3. Is it too much time? Will your child be overtaken by his or her detail orientations and spend too much time, when he or she could do it quicker? Is it too long of a time frame, and risks the chance of the child becoming bored and unmotivated before the end of the project? If so…MODIFY!
4. Will your child be able to do a good job and feel as though he or she was able to do his or her best? If the child is given little time to accomplish a new skill or understand new information, it only breeds frustration, stress and a lack of motivation for the next time. Keep in mind how you feel when you are rushed and know the job you are doing is not going to be given the chance to be up to the standard that you would like. Your child can feel the same way with his or her work in the classroom. Time limits are necessary for those children that tend to take a long time with everything, but consider whether it is giving your child a fair chance to engage in a positive learning experience with the amount of time the curriculum has allotted. If not…MODIFY!

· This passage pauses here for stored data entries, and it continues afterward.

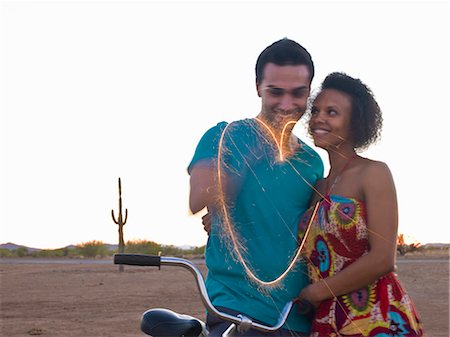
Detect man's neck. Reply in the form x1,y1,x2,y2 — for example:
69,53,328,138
254,115,300,159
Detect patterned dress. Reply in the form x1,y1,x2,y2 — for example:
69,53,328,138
298,195,424,337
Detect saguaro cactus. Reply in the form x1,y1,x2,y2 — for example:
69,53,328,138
112,177,128,272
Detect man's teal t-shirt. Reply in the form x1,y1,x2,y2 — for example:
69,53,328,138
188,119,323,333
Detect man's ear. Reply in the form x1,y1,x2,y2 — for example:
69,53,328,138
256,81,262,97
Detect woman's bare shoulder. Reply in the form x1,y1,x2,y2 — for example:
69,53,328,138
358,157,391,174
359,157,395,189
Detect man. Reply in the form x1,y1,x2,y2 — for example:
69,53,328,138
188,38,324,336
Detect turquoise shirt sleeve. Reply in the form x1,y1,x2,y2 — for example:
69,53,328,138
187,122,228,174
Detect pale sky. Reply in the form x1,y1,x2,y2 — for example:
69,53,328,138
1,0,449,249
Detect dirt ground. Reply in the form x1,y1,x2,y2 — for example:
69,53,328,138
1,253,448,337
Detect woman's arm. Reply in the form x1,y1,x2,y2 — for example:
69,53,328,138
298,161,398,307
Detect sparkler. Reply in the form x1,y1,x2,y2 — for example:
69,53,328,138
215,120,319,287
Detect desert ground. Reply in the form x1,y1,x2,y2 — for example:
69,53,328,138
1,252,448,337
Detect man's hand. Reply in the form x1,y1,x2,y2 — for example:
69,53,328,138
294,283,322,309
202,212,212,235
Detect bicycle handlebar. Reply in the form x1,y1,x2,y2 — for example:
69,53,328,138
114,253,295,333
114,253,161,266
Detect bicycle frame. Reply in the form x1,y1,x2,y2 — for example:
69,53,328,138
114,253,296,337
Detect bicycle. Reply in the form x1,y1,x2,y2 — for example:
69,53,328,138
114,253,313,337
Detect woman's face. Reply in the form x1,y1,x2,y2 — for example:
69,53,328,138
309,89,353,151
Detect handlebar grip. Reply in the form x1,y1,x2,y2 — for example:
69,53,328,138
114,253,161,267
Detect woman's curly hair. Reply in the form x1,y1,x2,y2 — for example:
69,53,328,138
317,72,383,150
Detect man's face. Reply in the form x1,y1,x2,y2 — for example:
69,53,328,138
257,63,311,129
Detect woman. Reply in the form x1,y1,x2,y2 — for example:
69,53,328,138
296,72,424,336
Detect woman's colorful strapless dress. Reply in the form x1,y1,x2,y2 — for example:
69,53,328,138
298,195,424,336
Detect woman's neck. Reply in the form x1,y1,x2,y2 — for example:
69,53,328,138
327,147,357,175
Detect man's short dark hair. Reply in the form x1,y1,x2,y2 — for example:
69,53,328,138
255,38,315,85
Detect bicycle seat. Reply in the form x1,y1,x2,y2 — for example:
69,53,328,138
141,308,204,337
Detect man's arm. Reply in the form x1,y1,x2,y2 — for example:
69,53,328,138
189,160,218,214
188,122,229,214
189,158,238,216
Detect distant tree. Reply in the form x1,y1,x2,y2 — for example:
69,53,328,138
124,240,205,258
31,247,72,258
397,234,421,255
125,240,161,254
0,248,13,257
189,245,206,256
161,245,184,256
15,247,28,257
76,240,108,258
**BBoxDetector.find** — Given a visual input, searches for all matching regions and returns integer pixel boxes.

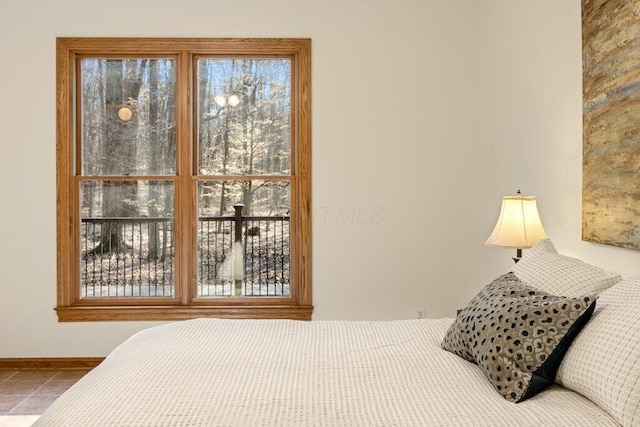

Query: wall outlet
[415,308,425,319]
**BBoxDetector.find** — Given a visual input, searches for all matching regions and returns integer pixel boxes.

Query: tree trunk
[148,60,161,259]
[95,59,147,254]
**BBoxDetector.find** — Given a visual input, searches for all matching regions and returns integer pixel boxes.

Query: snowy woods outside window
[56,38,311,321]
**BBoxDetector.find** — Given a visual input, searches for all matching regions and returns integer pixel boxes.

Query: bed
[36,240,640,426]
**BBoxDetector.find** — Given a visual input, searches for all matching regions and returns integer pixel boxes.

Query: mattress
[35,318,618,426]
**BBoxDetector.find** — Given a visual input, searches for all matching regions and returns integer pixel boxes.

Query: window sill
[55,305,313,322]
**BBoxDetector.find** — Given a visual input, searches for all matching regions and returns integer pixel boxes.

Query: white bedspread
[35,318,618,426]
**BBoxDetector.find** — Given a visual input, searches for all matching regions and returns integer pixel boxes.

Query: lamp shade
[485,193,547,249]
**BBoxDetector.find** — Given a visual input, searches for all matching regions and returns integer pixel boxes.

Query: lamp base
[513,248,523,263]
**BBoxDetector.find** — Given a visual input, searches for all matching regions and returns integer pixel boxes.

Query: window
[56,38,312,321]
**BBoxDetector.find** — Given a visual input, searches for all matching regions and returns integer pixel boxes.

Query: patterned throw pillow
[512,239,621,296]
[441,272,596,402]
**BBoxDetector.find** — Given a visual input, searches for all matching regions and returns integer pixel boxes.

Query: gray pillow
[441,272,596,402]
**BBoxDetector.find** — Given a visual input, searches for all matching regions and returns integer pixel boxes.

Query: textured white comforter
[35,318,618,426]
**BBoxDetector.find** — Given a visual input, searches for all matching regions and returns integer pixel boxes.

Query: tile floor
[0,369,90,427]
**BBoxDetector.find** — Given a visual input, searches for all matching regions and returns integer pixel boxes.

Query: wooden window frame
[56,38,312,321]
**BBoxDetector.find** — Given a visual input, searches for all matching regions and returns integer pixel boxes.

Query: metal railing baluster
[80,213,289,298]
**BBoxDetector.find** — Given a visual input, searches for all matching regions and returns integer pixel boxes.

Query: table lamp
[485,190,547,262]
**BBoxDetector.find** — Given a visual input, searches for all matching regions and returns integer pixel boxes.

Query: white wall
[0,0,638,357]
[480,0,640,276]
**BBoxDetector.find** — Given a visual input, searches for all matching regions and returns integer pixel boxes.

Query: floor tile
[10,395,59,415]
[0,374,17,384]
[0,382,45,397]
[0,368,92,424]
[0,397,26,415]
[9,372,57,382]
[52,369,90,380]
[34,379,78,395]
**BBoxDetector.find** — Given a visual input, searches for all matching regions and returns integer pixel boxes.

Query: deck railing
[80,205,290,298]
[198,204,290,297]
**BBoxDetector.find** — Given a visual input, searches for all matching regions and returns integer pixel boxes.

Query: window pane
[80,58,176,176]
[197,180,290,297]
[80,180,174,298]
[197,59,291,176]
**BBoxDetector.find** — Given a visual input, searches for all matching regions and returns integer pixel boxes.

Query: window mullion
[176,51,193,305]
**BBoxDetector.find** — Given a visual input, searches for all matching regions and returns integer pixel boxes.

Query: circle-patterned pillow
[441,272,596,402]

V. Know what you and your child are capable of: This brings FREEDOM TO MODIFY.
A. You know your child better than anyone else – if the curriculum is not pushing them enough – and you know they are capable of more – it’s time to modify!
B. If you know the curriculum is demanding too much of your child because they spend all day in home school, work on things 2-4 hours after school, and still cannot accomplish what the curriculum is expecting. It’s time to modify!
C. Professional teachers do not always finish the curriculum all the time – they modify and sometimes that means they just don’t finish everything. They are constantly changing and working with curriculum to make it more appealing to the students and a stronger learning experience based upon the learning styles they have in the classroom. You are the teacher and you have freedom to change the book!